China's Sinochem boss dismisses 'crazy' Trump polices
LIMA - Global business leaders meeting in Lima think proposals by U.S. President-elect Donald Trump to build a wall along the Mexican border and hike tariffs on Chinese imports are unlikely to happen, said the head of China's state-run Sinochem o...
LIMA - Global business leaders meeting in Lima think proposals by U.S. President-elect Donald Trump to build a wall along the Mexican border and hike tariffs on Chinese imports are unlikely to happen, said the head of China's state-run Sinochem on Friday.

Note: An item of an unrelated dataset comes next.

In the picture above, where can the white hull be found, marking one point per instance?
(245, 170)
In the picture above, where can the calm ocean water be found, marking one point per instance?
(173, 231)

"We worried a bit on the incoming U.S. President Donald Trump, and his policies, but I think we basically agree we don't think he will really build a wall between Mexico and the U.S, and we don't think he will really increase import duties on Chinese products," Ning Gaoning told journalists on the sidelines of a conference of Pacific rim economies.
"We believe countries are rational, and we doubt Mexico will pay for that wall...I don't think our world will go that crazy."
Trump, a Republican, pulled off a surprise victory in the U.S. presidential election after appealing to voters in states that had long supported Democrats, promising to curb immigration and bring back jobs by renegotiating international trade deals.
His victory vote has exacerbated worries that about the future of free trade and the Trans-Pacific Partnership (TPP) trade pact, which Trump has criticized. Those are the key themes under discussion in this week's Asia-Pacific Economic Cooperation (APEC) summit in Peru.
But Ning said he remained optimistic that there would not be a "major retreat" on free trade and suggested Trump's words were little more than rhetoric.
"Due to lack of knowledge and understanding, some people fall for the theories of protectionism," he said.
"Trump said in Michigan that he would create automobile factories and bring the industries back. I don't think what he said can be delivered."
Sinochem Group was a monopoly oil and chemicals trader until the early 1990s and has since expanded into oil and gas production, refining, agriculture and real estate.